Imagine a museum of South Asian cinema in the Kapoor Haveli. Lingering on for years in Peshawar, this crumbling structure standing strong in the face of decades of harsh monsoon rains and neglect is reportedly close to being replaced by a shopping mall. That is not an unusual fate for an old building these days. An alternative fate was contemplated for the Kapoor Haveli, but a shortage of funds seems to have blocked that possibility. Whatever fate awaits this ancestral site of the famous Kapoor clan, this ancestral mansion deserves a moment’s pause. This will give us a chance to contemplate how Bollywood shaped its many layers in our formative years.
Poetic influences
In the case of many who grew up during the early morning years of India’s freedom, cinema did mean more than entertainment. Mera joota hai Japani continues to carry poetic substance for a vast section of India’s urban society deprived of any exposure to poetry and music at school. It was composed by Shailendra who may not be mentioned in Hindi literature courses, but whose lyrics contributed a rare lilt to modern Hindi.

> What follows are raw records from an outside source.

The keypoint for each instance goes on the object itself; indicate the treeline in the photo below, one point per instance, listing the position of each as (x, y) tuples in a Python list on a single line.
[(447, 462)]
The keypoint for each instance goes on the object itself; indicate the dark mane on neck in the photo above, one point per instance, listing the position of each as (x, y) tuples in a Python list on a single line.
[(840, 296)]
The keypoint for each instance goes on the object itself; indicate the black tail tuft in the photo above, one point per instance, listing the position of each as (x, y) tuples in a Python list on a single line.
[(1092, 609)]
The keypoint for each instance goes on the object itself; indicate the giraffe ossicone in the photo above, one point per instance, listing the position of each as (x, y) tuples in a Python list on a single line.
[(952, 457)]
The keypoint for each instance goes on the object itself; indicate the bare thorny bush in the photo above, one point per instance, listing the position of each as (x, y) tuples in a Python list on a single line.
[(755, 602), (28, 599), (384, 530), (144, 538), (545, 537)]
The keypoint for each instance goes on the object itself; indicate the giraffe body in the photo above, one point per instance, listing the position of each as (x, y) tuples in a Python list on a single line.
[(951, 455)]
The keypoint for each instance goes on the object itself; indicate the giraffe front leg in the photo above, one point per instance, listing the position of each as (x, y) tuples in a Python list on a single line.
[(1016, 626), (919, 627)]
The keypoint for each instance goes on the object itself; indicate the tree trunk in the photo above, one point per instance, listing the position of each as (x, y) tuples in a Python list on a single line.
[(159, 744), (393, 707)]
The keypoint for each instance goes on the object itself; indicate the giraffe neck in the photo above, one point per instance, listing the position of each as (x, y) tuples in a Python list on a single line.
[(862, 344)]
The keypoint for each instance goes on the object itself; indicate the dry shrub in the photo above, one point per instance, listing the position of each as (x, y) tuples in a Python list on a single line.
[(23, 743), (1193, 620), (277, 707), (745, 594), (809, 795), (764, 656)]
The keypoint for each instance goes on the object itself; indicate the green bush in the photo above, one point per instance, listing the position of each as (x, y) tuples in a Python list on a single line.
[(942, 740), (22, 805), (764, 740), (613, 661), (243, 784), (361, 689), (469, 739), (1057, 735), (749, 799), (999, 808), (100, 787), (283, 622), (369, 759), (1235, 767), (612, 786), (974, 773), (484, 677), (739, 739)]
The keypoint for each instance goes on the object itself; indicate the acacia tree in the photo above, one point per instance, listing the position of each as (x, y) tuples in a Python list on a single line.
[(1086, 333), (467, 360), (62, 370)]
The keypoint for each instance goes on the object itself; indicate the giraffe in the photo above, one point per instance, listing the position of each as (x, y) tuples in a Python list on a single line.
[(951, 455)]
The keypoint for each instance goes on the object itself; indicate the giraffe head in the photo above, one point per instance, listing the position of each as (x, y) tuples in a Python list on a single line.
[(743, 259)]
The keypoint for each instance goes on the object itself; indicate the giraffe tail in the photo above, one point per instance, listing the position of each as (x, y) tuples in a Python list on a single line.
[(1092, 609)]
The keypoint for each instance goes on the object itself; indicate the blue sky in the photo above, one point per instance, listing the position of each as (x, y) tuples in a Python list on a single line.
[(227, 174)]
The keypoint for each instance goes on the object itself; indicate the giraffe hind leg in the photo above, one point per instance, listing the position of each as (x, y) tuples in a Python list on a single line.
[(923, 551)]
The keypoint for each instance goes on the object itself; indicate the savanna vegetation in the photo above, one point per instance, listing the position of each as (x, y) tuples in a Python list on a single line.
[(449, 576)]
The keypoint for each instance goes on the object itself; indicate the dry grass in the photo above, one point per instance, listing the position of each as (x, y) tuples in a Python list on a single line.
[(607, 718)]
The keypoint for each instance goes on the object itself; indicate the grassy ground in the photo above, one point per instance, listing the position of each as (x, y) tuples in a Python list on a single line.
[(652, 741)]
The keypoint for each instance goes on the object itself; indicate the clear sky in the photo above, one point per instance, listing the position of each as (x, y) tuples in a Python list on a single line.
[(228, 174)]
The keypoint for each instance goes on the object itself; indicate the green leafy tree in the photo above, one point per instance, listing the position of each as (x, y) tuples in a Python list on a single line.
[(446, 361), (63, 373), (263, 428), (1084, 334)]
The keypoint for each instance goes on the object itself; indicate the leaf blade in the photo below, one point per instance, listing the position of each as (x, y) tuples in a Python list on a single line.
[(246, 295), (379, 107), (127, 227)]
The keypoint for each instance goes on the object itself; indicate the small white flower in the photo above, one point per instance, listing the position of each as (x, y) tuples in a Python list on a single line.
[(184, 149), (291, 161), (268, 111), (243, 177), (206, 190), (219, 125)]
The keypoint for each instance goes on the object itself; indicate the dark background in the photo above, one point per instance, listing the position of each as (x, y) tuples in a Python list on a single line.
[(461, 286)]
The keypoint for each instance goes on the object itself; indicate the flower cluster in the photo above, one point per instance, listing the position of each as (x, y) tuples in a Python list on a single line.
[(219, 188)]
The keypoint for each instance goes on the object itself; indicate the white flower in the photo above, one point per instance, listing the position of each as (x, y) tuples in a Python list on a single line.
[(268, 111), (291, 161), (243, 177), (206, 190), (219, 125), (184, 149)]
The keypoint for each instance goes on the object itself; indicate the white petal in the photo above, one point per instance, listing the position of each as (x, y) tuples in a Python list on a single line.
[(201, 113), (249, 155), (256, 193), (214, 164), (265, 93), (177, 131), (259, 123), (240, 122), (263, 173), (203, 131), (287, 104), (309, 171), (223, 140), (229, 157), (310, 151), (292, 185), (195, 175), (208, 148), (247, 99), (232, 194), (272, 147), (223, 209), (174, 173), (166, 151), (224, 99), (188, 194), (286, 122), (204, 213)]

It is astonishing to know that the proposal to turn Kapoor Haveli into a museum is facing a financial problem. How can that be? If there is one thing we can be certain about Bollywood, it is wealth. The combined financial strength of Lollywood and Kollywood (i.e. the film industries of Lahore and Kolkata), must be greater than Hollywood’s. And if you include the money that sustains the film worlds of Chennai and Dhaka, you will have more than plenty to fund the museum at Peshawar. And not just to fund it; the contributions from these subcontinental cinemas would also ensure that the museum represents the bigger, plural film heritage of Bollywood which carries the indelible imprint of Raj Kapoor’s artistic excellence.
That needs further correction. Cinema in our part of the world is not just a film, with its story and imagery. If Raj Kapoor’s famous Shree 420 (1955) or Awaara (1951) continue to be a significant presence on the internet, it is because of their songs. In movies of that era, a song came after every 10 or 15 minutes. The story was usually silly and the acting exaggerated, but the songs carried a sense of perfection. They were predictably short — exactly three and a half minutes — and sung in a voice that you knew wasn’t the actor’s own, and that gave the songs a life of their own.
Vivid memories
Watch Joota hai Japani. The winding country road, the camel ride, and the village women don’t make the imagery one bit more convincing than Raj Kapoor’s own facial gestures and body movements. It all looks so awkward today; to make it feel like a classic, one has to invoke Charlie Chaplin’s influence. Now, switch off the imagery and listen to the voice of Mukesh singing Shailendra’s verse. You will instantly recognise what cinema has done for our educationally starved society. Millions of boys and girls, to this day, grow up without a single experience of attending a worthwhile music class but they have listened to thousands of hours of singing, from Lata to Sonu Nigam.
I recall being stunned some years back at a conference of Directors of all the State Councils of Educational Research and Training. Not one had seen Pather Panchali (1955). I was relieved that the Director from West Bengal had at least heard of it. We spent the whole morning discussing why our schools are so hostile to art, including films, and including those made by Satyajit Ray. After the Directors had sat through Pather Panchali that afternoon, they agreed that it should be shown to every school teacher in India. If nothing else, images from the story might soften the teacher’s desire to harangue students and instead use kindness from time to time.
Purpose of films
That loads of money will pour in from the film industry to turn the Kapoor Haveli into a museum is, of course, a fantasy although it would be a fitting tribute to the hopes and yearning that our greater actors and actresses have kept alive over the decades. Today they are a divided lot, shooting off tweets against one another. They are also polarised, like the rest of society. The court scene in so many Bollywood movies threatened to cause the final spasm after which the heroine’s fate would be sealed. As men and women in the hall watched, the court turned on the light of truth, and all went well in the remaining minutes. This was always fantasy and remains so. It belongs to an era when courts did not imagine that their own senior lawyers might harbour contempt. Maybe that is all we can say about our cinema: it gave us the strength to keep fantasising when we were at an evening coaching class after a gruelling day at school.